Design choices made by LLM-based test generators prevent them from finding bugs
Noble Saji Mathews, Meiyappan Nagappan
TL;DR
This paper questions the effectiveness of LLM-based test generators in revealing bugs, highlighting that many tools optimize for passing tests and increased coverage rather than bug detection. By evaluating three prominent tools (GitHub Copilot, Codium CoverAgent, and CoverUp) on real buggy Python code from the Refactory dataset, the authors show a high incidence of tests that validate faulty behavior instead of exposing it, with up to 68.1% of final test suites indicating bug validation. The study isolates how design choices—such as filtering out failing tests or emphasizing coverage—contribute to unreliable test quality and potential masking of defects. The results call for a redesign of LLM-based testing tools toward requirement-driven, oracle-aware strategies that genuinely aid developers in identifying and repairing bugs.
Abstract
There is an increasing amount of research and commercial tools for automated test case generation using Large Language Models (LLMs). This paper critically examines whether recent LLM-based test generation tools, such as Codium CoverAgent and CoverUp, can effectively find bugs or unintentionally validate faulty code.

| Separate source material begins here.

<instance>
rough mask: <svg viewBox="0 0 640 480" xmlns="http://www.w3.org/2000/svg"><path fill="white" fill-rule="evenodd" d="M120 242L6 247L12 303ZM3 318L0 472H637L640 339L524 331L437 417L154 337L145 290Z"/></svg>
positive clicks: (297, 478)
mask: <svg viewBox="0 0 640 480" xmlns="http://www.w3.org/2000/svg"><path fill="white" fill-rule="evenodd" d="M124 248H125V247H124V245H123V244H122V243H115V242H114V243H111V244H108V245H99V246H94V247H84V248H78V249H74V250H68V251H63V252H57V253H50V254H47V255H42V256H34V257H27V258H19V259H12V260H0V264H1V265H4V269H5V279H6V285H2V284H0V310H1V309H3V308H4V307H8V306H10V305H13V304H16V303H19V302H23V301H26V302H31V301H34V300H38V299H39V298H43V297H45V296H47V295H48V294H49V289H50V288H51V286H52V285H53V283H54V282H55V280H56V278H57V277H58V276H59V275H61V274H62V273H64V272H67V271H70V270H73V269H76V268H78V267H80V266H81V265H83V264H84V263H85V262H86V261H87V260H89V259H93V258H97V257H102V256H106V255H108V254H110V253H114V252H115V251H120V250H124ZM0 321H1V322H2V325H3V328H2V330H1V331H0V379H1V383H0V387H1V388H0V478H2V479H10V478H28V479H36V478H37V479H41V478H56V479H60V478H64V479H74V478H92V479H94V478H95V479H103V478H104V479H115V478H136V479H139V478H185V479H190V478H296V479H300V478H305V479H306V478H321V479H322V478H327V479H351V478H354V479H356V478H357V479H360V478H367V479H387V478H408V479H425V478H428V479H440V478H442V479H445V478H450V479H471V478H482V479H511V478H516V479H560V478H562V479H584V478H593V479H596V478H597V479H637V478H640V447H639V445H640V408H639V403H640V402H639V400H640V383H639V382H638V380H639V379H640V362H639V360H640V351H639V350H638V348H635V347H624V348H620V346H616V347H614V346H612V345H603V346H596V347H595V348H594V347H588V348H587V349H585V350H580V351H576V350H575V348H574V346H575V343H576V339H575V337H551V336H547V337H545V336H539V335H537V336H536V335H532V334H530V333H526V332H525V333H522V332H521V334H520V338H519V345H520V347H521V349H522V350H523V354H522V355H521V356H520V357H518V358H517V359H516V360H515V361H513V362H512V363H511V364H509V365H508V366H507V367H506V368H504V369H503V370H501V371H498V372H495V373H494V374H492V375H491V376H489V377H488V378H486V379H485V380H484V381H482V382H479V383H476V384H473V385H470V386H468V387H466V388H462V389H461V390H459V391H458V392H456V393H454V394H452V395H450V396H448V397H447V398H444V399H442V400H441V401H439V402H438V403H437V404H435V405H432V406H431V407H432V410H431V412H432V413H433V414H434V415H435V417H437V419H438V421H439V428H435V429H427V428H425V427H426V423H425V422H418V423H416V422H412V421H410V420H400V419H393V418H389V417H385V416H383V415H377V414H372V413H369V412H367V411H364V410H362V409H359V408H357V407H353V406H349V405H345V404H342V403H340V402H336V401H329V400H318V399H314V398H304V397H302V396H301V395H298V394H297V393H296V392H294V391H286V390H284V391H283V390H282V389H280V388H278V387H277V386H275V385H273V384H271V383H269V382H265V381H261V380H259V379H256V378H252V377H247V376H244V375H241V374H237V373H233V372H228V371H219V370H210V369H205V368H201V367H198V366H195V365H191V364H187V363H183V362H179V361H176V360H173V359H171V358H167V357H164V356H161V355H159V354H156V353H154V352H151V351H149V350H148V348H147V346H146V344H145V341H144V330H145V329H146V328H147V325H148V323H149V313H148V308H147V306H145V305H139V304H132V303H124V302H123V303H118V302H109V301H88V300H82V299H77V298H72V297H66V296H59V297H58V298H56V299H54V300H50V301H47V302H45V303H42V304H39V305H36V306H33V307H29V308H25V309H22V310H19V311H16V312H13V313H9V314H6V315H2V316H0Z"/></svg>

Considering bugs are only exposed by failing test cases, we explore the question: can these tools truly achieve the intended objectives of software testing when their test oracles are designed to pass? Using real human-written buggy code as input, we evaluate these tools, showing how LLM-generated tests can fail to detect bugs and, more alarmingly, how their design can worsen the situation by validating bugs in the generated test suite and rejecting bug-revealing tests. These findings raise important questions about the validity of the design behind LLM-based test generation tools and their impact on software quality and test suite reliability.